Question

featureCounts log: "WARNING contig is not found in the provided genome file!"

0

Entering edit mode

4.8 years ago

Andrés Ribone ▴ 60

Hi, I'm working with sunflower (Helianthus annuus) RNAseq data. I mapped my read to the XRQ genome, and then tried to count reads using featureCounts.

gff=/path/to/file/HanXRQr1.0-20151230-EGN-r1.2.gff3
genome=/path/to/file/HanXRQr1.0-20151230.fa
bamdir=/path/to/bams/

featureCounts -T 40 -g ID -t gene -a $gff -p --primary --byReadGroup -J -G $genome-o all.pe.gene $bamdir/*.bam > all.pe.gene.log 2>&1 ;

The software runs without problem and produces the result files, but at the end of the log file, the penultimate line exactly, I got the warning:

WARNING contig 'HanXRQCP' is not found in the provided genome file!

The HanXRQCP chromosome (chloroplastic chromosome) is in the genome fasta file and in the gff file.
The results file show the chloroplastic genes normally, with counts and all, so the program is correctly reading the HanXRQCP in the fasta, in the bams, and in the gff.

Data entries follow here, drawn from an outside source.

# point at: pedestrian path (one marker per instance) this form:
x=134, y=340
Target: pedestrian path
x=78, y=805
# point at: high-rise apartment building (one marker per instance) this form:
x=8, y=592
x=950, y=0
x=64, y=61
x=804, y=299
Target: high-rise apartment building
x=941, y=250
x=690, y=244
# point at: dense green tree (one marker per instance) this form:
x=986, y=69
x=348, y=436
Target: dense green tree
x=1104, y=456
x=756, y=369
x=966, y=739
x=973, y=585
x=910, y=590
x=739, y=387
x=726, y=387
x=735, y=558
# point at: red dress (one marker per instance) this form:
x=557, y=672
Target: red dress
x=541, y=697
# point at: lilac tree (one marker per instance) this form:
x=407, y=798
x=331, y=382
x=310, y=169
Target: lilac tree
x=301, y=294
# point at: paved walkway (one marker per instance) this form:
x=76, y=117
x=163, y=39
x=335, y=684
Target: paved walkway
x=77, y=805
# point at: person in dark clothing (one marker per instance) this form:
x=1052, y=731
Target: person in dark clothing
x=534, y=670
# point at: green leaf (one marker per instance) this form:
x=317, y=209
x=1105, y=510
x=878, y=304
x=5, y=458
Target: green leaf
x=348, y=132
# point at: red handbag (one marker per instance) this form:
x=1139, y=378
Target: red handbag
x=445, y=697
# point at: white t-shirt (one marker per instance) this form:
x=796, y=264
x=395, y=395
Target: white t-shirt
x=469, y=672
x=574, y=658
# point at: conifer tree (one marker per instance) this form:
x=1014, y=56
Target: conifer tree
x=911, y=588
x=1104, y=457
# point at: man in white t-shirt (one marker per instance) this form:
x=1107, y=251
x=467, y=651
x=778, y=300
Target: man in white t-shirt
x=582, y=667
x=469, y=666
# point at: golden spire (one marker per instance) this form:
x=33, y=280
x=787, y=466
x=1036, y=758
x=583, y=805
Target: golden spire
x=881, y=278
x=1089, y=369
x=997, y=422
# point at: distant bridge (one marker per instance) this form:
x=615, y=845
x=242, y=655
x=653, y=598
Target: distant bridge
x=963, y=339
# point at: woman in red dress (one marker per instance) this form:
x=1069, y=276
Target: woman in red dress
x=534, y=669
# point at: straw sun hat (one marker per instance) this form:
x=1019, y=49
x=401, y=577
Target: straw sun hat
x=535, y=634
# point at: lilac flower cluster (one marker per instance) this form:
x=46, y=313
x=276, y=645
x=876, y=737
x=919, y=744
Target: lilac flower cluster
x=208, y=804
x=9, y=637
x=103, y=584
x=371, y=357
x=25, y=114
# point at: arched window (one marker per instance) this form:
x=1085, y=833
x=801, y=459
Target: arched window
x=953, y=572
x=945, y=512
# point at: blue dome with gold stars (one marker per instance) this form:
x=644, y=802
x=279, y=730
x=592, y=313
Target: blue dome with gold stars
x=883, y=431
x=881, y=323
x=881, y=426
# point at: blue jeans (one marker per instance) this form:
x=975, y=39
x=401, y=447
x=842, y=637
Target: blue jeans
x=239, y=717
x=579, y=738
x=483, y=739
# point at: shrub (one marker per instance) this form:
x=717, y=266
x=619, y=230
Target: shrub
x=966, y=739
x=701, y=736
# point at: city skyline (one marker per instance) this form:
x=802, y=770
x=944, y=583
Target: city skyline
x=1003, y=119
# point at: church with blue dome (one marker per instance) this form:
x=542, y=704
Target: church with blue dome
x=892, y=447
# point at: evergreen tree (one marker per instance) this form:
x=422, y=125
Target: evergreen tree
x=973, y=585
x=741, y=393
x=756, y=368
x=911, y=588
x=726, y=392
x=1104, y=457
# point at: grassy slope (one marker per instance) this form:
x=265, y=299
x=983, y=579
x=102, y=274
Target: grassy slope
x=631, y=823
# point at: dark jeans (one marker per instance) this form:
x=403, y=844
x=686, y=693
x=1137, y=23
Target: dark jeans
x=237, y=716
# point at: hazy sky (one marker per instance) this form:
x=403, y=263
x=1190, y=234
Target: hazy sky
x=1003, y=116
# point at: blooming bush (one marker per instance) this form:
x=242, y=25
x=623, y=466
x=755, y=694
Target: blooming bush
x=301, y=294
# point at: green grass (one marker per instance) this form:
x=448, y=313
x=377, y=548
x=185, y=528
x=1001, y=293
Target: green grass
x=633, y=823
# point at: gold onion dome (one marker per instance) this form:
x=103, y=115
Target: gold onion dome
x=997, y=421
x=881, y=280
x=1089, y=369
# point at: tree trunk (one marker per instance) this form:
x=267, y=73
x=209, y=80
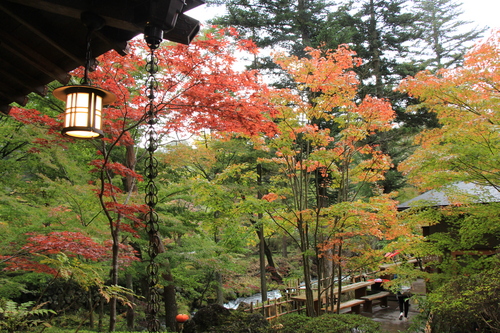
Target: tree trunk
x=284, y=246
x=169, y=299
x=263, y=284
x=130, y=309
x=91, y=308
x=130, y=162
x=114, y=278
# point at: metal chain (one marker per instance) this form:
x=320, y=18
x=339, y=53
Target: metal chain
x=151, y=167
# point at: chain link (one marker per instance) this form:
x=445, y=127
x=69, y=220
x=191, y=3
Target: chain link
x=151, y=197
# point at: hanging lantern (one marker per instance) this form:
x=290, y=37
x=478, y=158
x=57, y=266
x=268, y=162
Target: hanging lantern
x=82, y=117
x=84, y=103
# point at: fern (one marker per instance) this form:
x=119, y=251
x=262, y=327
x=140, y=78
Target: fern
x=18, y=317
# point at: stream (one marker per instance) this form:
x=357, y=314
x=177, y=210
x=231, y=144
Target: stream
x=271, y=295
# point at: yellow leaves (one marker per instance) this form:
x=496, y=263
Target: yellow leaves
x=466, y=102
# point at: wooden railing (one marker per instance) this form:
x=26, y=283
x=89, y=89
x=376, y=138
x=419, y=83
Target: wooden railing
x=293, y=301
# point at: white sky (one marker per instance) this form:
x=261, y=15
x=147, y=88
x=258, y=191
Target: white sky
x=482, y=12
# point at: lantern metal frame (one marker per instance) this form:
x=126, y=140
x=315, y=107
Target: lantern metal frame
x=84, y=103
x=83, y=114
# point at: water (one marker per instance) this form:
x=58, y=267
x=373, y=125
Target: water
x=271, y=295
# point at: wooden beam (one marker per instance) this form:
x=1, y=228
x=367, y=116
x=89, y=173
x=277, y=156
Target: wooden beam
x=44, y=37
x=33, y=59
x=7, y=93
x=24, y=82
x=115, y=13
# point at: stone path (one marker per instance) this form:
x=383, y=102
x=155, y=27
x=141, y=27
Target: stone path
x=389, y=317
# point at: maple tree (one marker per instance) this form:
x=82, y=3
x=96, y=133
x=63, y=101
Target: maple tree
x=316, y=198
x=198, y=89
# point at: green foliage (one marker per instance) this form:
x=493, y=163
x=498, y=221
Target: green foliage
x=19, y=317
x=465, y=301
x=327, y=323
x=14, y=285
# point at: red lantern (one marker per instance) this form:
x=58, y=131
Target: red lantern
x=182, y=318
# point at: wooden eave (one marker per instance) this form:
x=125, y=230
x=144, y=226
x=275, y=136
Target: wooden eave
x=42, y=40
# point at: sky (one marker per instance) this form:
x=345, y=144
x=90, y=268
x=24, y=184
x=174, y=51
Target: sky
x=481, y=12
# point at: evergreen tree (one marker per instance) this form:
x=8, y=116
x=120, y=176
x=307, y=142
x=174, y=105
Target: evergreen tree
x=444, y=37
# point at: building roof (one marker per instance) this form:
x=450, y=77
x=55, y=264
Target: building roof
x=42, y=40
x=457, y=193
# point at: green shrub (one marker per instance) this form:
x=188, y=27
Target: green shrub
x=19, y=317
x=327, y=323
x=290, y=323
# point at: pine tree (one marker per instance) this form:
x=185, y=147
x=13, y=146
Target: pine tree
x=444, y=37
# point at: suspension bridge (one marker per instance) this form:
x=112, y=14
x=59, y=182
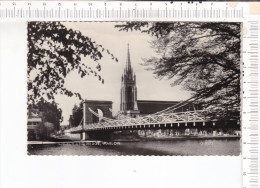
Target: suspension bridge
x=169, y=118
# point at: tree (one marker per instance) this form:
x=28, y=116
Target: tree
x=204, y=57
x=53, y=52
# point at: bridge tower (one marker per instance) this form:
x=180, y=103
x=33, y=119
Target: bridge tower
x=128, y=105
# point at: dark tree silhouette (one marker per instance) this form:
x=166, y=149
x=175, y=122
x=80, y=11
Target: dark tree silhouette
x=53, y=52
x=204, y=57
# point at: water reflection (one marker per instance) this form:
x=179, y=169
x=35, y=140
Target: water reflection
x=173, y=147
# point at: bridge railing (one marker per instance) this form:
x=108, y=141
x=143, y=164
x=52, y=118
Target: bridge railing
x=177, y=117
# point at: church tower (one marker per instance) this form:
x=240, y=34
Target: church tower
x=128, y=105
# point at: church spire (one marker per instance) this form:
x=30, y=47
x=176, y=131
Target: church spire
x=128, y=61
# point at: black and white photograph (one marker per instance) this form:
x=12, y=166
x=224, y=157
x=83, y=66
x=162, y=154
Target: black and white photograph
x=134, y=88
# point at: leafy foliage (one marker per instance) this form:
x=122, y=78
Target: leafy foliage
x=53, y=52
x=203, y=57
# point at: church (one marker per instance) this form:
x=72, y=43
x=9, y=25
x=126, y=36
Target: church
x=131, y=106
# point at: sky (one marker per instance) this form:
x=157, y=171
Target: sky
x=90, y=88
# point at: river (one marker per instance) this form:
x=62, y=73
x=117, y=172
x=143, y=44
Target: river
x=227, y=146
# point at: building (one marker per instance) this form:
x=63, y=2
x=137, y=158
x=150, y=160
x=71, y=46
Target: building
x=130, y=106
x=34, y=124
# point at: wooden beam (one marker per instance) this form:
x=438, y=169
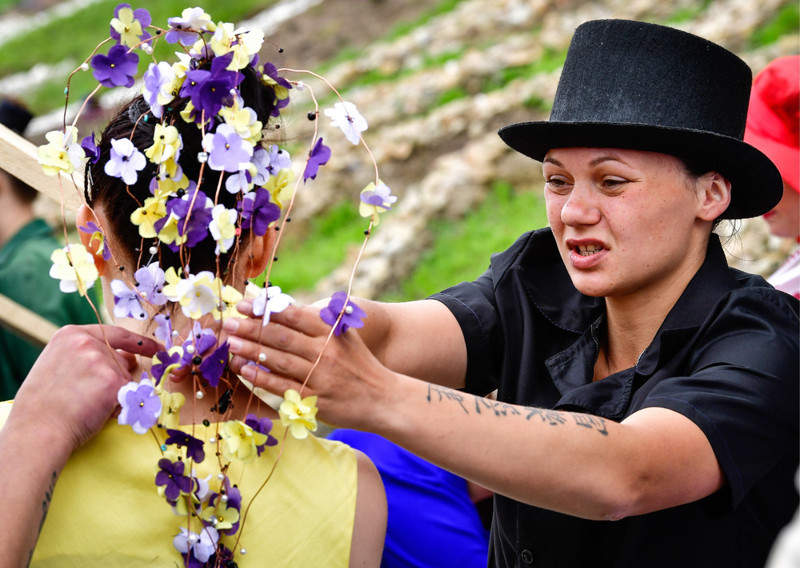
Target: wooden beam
x=19, y=157
x=25, y=323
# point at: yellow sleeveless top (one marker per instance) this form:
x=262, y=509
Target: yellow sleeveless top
x=107, y=512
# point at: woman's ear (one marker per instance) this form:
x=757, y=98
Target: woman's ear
x=714, y=195
x=260, y=253
x=92, y=244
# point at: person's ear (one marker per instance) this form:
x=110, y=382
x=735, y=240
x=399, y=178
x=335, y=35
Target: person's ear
x=260, y=252
x=714, y=196
x=93, y=245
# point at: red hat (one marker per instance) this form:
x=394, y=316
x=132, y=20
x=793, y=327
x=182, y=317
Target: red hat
x=773, y=120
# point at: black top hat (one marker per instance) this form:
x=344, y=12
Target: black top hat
x=647, y=87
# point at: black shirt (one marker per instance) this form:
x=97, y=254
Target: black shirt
x=726, y=357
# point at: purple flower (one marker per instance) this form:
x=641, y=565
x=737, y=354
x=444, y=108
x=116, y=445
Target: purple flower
x=193, y=214
x=97, y=233
x=212, y=366
x=194, y=446
x=227, y=151
x=126, y=301
x=150, y=280
x=262, y=426
x=165, y=360
x=351, y=314
x=279, y=159
x=141, y=406
x=90, y=149
x=319, y=156
x=117, y=69
x=171, y=476
x=125, y=161
x=258, y=211
x=209, y=90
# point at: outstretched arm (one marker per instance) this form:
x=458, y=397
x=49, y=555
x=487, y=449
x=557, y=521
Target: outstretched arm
x=67, y=397
x=572, y=463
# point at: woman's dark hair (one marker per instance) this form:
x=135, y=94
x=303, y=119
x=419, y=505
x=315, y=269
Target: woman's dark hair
x=135, y=122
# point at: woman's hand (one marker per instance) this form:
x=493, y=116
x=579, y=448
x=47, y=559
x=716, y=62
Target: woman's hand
x=72, y=388
x=353, y=387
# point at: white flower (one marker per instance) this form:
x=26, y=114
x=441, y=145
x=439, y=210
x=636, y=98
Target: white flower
x=345, y=116
x=271, y=301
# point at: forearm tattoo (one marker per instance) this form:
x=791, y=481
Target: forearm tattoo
x=472, y=404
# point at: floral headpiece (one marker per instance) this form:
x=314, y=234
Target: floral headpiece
x=243, y=186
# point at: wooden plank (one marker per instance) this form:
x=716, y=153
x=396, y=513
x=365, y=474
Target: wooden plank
x=24, y=322
x=18, y=156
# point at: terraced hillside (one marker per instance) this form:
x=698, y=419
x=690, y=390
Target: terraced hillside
x=435, y=79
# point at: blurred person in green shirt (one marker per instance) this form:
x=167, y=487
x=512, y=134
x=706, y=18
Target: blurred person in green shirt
x=26, y=243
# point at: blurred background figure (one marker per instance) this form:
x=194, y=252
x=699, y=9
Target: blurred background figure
x=773, y=126
x=26, y=243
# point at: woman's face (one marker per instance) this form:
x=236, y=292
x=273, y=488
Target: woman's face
x=625, y=221
x=784, y=220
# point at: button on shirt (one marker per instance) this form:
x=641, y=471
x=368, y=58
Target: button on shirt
x=726, y=357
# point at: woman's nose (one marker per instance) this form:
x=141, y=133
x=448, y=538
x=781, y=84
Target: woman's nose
x=580, y=208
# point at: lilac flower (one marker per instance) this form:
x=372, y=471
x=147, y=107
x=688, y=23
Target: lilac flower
x=194, y=447
x=271, y=301
x=90, y=149
x=258, y=211
x=345, y=116
x=319, y=156
x=262, y=426
x=162, y=361
x=352, y=315
x=184, y=30
x=163, y=330
x=212, y=366
x=126, y=301
x=97, y=233
x=171, y=476
x=227, y=151
x=196, y=548
x=158, y=80
x=117, y=69
x=279, y=159
x=125, y=161
x=141, y=406
x=150, y=280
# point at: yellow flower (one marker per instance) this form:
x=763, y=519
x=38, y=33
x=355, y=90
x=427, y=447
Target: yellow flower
x=299, y=415
x=62, y=152
x=74, y=266
x=220, y=516
x=228, y=298
x=146, y=216
x=280, y=187
x=127, y=26
x=166, y=144
x=240, y=441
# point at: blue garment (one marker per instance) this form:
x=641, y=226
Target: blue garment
x=432, y=521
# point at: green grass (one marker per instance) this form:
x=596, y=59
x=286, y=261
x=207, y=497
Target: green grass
x=785, y=21
x=304, y=260
x=461, y=250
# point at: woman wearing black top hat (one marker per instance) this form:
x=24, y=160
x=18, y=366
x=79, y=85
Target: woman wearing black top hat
x=639, y=379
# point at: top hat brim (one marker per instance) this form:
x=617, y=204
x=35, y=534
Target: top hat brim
x=756, y=178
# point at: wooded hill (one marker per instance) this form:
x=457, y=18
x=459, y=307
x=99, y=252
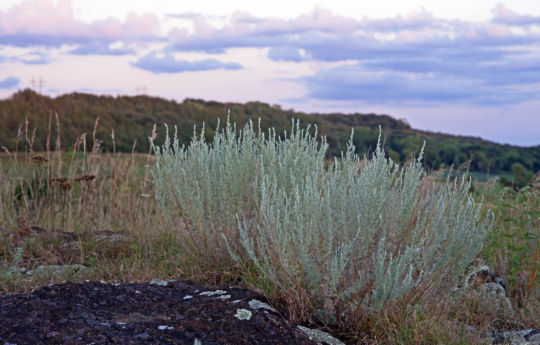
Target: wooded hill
x=132, y=119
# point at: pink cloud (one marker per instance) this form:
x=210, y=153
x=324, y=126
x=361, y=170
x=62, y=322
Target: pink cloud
x=43, y=17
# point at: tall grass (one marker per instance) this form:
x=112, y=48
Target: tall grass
x=78, y=190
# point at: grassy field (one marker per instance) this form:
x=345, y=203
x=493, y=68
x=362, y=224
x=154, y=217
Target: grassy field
x=83, y=191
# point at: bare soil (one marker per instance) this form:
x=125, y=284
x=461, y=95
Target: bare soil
x=140, y=313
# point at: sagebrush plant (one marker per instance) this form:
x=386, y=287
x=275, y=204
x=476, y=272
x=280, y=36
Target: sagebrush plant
x=337, y=239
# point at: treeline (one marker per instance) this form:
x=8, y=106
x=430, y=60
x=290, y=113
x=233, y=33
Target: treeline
x=132, y=119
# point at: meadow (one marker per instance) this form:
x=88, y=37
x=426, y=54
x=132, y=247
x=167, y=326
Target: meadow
x=255, y=210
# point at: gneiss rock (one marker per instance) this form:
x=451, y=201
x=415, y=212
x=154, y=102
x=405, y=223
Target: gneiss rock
x=527, y=337
x=320, y=337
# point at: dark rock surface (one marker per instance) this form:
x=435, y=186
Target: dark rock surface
x=174, y=312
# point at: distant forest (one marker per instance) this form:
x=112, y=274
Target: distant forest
x=132, y=119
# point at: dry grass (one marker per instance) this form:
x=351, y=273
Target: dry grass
x=82, y=190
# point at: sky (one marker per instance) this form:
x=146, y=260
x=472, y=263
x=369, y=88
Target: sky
x=462, y=67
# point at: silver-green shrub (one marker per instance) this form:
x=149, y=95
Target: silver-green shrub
x=358, y=233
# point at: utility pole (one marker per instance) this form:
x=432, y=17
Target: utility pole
x=37, y=83
x=141, y=90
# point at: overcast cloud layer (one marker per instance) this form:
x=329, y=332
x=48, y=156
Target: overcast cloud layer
x=414, y=60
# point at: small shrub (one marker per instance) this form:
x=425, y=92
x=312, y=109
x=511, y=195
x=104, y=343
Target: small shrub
x=331, y=240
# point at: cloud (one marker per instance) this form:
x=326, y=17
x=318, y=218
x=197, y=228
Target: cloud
x=357, y=83
x=169, y=64
x=44, y=23
x=9, y=83
x=101, y=48
x=285, y=54
x=503, y=14
x=30, y=58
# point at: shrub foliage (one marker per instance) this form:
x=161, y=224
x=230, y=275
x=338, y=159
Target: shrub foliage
x=336, y=238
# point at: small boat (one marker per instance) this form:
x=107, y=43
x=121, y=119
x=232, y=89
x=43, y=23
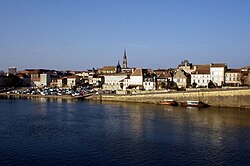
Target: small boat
x=195, y=104
x=170, y=102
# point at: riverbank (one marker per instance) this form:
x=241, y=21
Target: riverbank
x=235, y=98
x=238, y=98
x=42, y=96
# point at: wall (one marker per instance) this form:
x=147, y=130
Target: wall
x=223, y=98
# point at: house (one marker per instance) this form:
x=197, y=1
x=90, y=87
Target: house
x=62, y=82
x=201, y=76
x=182, y=79
x=163, y=77
x=114, y=82
x=142, y=79
x=186, y=66
x=97, y=80
x=245, y=75
x=217, y=72
x=3, y=80
x=73, y=81
x=45, y=79
x=35, y=76
x=110, y=69
x=233, y=77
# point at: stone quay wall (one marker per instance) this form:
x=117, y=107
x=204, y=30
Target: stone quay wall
x=218, y=98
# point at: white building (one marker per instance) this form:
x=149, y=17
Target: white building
x=73, y=80
x=233, y=77
x=45, y=79
x=114, y=81
x=201, y=76
x=217, y=72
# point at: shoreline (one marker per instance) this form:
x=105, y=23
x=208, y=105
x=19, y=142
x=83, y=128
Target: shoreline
x=231, y=98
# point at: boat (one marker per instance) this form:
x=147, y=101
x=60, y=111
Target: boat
x=170, y=102
x=195, y=104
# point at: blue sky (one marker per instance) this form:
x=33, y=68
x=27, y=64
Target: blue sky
x=81, y=34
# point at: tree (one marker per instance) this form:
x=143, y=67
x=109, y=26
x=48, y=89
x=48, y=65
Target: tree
x=163, y=85
x=14, y=81
x=194, y=84
x=211, y=84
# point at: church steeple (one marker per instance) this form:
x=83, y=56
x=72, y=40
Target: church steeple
x=124, y=64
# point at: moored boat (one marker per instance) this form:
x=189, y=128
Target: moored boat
x=195, y=104
x=170, y=102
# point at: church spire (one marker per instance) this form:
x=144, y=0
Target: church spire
x=124, y=64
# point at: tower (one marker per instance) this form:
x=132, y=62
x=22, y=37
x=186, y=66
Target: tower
x=124, y=64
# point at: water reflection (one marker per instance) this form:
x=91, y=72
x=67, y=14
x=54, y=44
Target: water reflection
x=109, y=133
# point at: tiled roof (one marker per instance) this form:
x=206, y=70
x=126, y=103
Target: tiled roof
x=137, y=72
x=109, y=68
x=233, y=71
x=202, y=69
x=218, y=64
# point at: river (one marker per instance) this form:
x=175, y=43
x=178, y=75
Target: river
x=43, y=131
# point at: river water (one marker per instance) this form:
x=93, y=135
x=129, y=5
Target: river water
x=66, y=132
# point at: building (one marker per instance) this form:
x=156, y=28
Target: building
x=233, y=77
x=62, y=82
x=125, y=61
x=12, y=70
x=217, y=72
x=182, y=79
x=110, y=69
x=114, y=82
x=201, y=76
x=73, y=81
x=45, y=79
x=245, y=75
x=186, y=66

The only thing I noted is that the order of the chromosomes in the .fasta, and in the .gff is different

Contig order in genome.fasta:

Han 1 - 17 croms
Han 1512 fragmentos
MT
CP

Contig order in .gff:

CP
Han 1512 fragmentos
Han 1 - 17 croms
MT

¿Any clue what is going on?¿Should I trust the results?

Thanks in advance

RNA-Seq featureCounts SubRead • 1.9k views

ADD COMMENT • link updated 4.8 years ago by dbpzdbpz ▴ 210 • written 4.8 years ago by Andrés Ribone ▴ 60

1

Entering edit mode

The WARNING message indicates that featureCounts didn't find the HanXRQCP sequence in the fasta file but it is mentioned in the BAM file.

Can you try this:

cat /path/to/file/HanXRQr1.0-20151230.fa | grep HanXRQCP

Maybe the format is a little tricky so featureCounts misinterpreted the sequence name.

ADD REPLY • link 4.8 years ago by dbpzdbpz ▴ 210

0

Entering edit mode

Is the chromosome/config name identical in both files? Does it contain spaces like HanXRQCP 123456bp further information? Are the names from the alignment altered?

ADD REPLY • link 4.8 years ago by michael.ante ★ 3.9k

score 1 · Answer 1 · 2020-02-10

I downloaded HanXRQr1.0-20151230.fa (I assume that it is the scaffold file on www.heliagene.org). Indeed, it has spaces in the contig names like

>HaXRQ-20151104-s00077 len=1683791

FeatureCounts treated the whole string, including "len=....", as the contig name, hence it cannot match the contig names with the contig names in the BAM file or in the annotation file.

I have amended the code to remove the part of the contig names after the space characters. The next release will contain this change. Before that, you can manually remove the extra information from the contig names:

cat HaXRQ-20151104.fa |sed 's/ len=[0-9]*$//g' > HaXRQ-20151104-fixed.fa

and use HaXRQ-20151104-fixed.fa for running featureCounts.

score 0 · Answer 2 · 2020-01-30

Did you sort your bam by readname or by coordinates? You can try sorting as per the required input to feature counts.

If your contig is not too large. You can upload the bam in igv and manually count the reads and correlate with featurecounts output.

If it is too large run bedtools coverage to see how many reads overlap within your contig of interest.